Y, así, unos comentarios malditos, en un entorno que todo lo puede, cavan la tumba de espíritus creativos o de, simplemente, personas diferentes.

No y no. Hemos de estar más atentos y poner en práctica lo único que garantiza nuestra edad: la experiencia. Y no permitir que nuestros hijos estén en el lado de los mediocres acosadores ni que unos malditos les impidan ser como son.


martes, 20 de enero de 2015

En su sitio

Hay personas a las que la vida les da mil reveses y, aun así, aunque caigan cientos de veces, tienen capacidad para levantarse y seguir adelante. Esa fuerza aún es más envidiable entre los que creen en la justicia casi con un sentido divino.

Esas personas que sufren zancadillas, no solo del destino sino de personas reales, y que se levantan apelando al consuelo de que, al final, el tiempo pone las cosas en su sitio.

Los que pecamos de realistas vemos en estas actitudes casi un optimismo patológico, pero en el fondo envidiamos a esas personas porque son capaces de limar de sus vidas el rencor solo basándose en esa quimera de imposible comprobación por la que todo quedará al final “en su sitio”. Y, sinceramente, es más fácil vivir así que acumulando frustraciones que solo nos llevan a ser personajes grises y amargos de compañía dudosamente deseable.

Afortunadamente, a veces el tiempo justiciero es un periodo relativamente breve y abarca menos de una vida. Y permite ver que a veces las cosas vuelven a su lugar y que situaciones injustas se resuelven antes de que el afectado desespere definitivamente y pase al bando de los amargados descreídos.
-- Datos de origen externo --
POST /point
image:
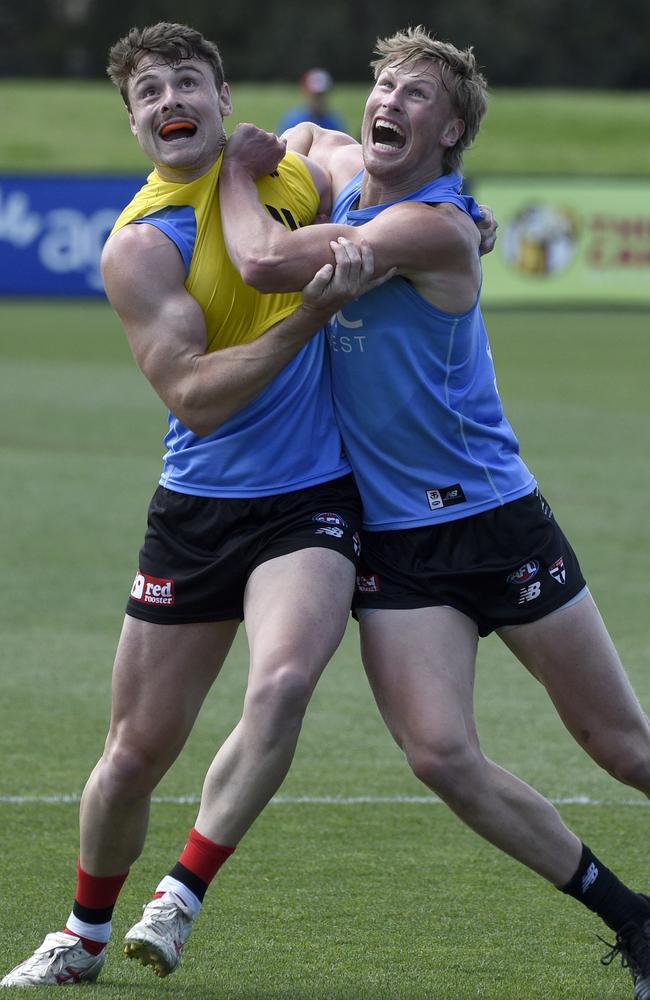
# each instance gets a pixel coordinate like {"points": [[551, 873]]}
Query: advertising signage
{"points": [[52, 230], [579, 241]]}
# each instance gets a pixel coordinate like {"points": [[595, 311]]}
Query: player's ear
{"points": [[225, 101], [452, 132]]}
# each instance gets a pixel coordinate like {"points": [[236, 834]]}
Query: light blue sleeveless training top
{"points": [[415, 396]]}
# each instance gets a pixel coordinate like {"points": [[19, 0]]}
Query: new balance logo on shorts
{"points": [[152, 589], [529, 593], [331, 524]]}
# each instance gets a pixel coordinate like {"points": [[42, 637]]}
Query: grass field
{"points": [[355, 884]]}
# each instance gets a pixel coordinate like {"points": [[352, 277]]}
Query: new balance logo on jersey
{"points": [[445, 496], [152, 589], [529, 593], [589, 877]]}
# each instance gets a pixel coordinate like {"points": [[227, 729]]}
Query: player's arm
{"points": [[409, 236], [144, 279]]}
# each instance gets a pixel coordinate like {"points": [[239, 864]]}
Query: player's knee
{"points": [[281, 697], [128, 771], [631, 765], [449, 768]]}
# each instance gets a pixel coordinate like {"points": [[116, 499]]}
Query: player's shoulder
{"points": [[444, 219]]}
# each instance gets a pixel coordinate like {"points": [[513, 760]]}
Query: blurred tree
{"points": [[575, 43]]}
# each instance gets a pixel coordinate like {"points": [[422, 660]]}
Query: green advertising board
{"points": [[567, 240]]}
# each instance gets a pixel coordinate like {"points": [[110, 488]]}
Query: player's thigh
{"points": [[296, 608], [161, 676], [421, 665], [572, 654]]}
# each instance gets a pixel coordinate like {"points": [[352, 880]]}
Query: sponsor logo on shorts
{"points": [[525, 572], [329, 518], [445, 496], [529, 593], [368, 584], [329, 529], [152, 589]]}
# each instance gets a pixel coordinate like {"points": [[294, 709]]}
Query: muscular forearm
{"points": [[268, 256], [219, 384]]}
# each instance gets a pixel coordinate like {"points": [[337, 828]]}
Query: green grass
{"points": [[369, 901], [73, 126]]}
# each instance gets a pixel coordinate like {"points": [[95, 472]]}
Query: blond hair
{"points": [[460, 76], [172, 43]]}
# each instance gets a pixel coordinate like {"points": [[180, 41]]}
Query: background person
{"points": [[316, 84]]}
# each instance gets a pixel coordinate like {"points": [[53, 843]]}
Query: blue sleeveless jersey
{"points": [[415, 396]]}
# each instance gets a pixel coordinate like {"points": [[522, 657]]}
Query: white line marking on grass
{"points": [[317, 800]]}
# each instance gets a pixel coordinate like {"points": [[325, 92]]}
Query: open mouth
{"points": [[178, 129], [387, 134]]}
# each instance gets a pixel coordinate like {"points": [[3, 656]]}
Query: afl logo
{"points": [[328, 518], [524, 573]]}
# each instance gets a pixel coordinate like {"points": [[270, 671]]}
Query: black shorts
{"points": [[507, 566], [198, 552]]}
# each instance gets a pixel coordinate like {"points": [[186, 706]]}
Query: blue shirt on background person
{"points": [[316, 83]]}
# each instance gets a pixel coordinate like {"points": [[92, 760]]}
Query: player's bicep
{"points": [[144, 280], [419, 238]]}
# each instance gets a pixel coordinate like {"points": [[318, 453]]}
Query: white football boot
{"points": [[61, 960], [158, 939]]}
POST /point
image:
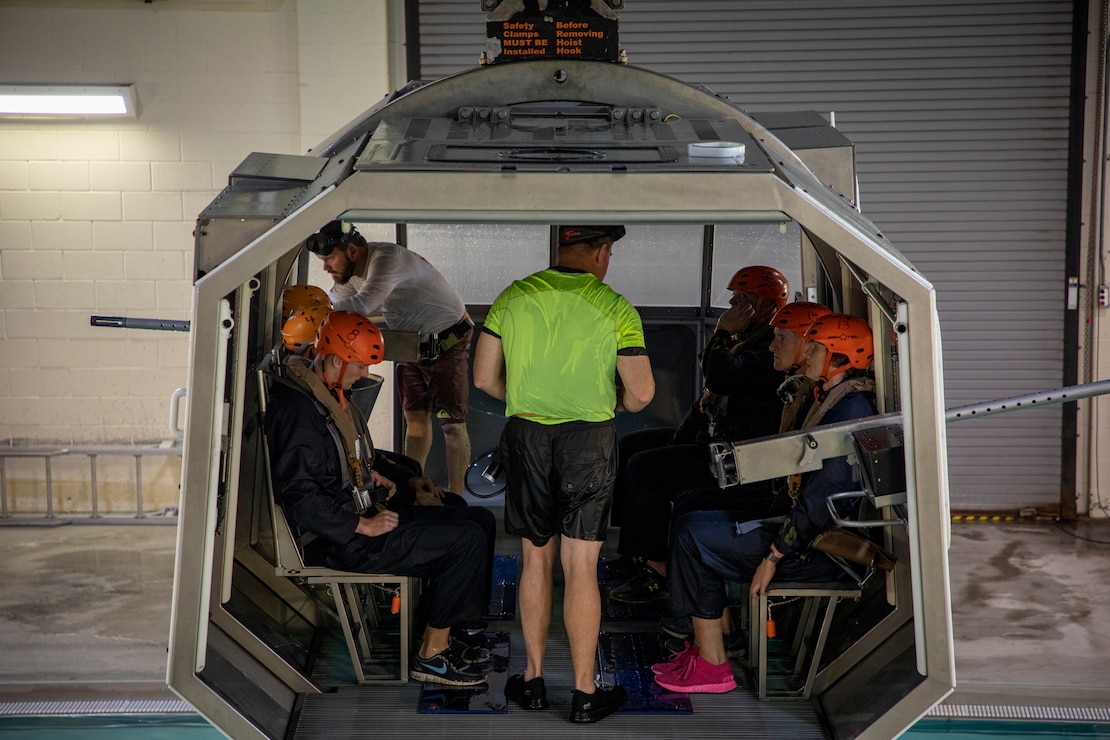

La otra mañana me encontré con el marido de una amiga. Parado, con un niño pequeño y con una historia detrás como la de tantos en estos años de vacas flacas que parecen eternizarse.

Me extrañó la hora, poco más de las ocho, y que estuviera lejos de casa, en una zona de oficinas. “¿Cómo tú por aquí a estas horas?”. “Hace dos semanas que trabajo”. La afirmación venía respaldada con una mirada de alivio y digno orgullo: “He vuelto a entrar en la rueda”.

Y que personas como él, válidas, trabajadoras y responsables, vuelvan a entrar en la dinámica del empleo me hace pasar, aunque sea por un momento, al otro lado, al de los optimistas que piensan que el tiempo pone las cosas en su sitio.

Y por un rato hasta olvido que la realidad puede darnos otra bofetada en cualquier momento. A lo mejor hemos entrado en el cambio de tendencia y ahora ya solo cabe esperar un entorno justo en el que vayamos recuperando la estabilidad y la seguridad.


Y me pregunto, ¿qué pasaría si al final que todo esté en su lugar solo depende de las personas? Al tiempo.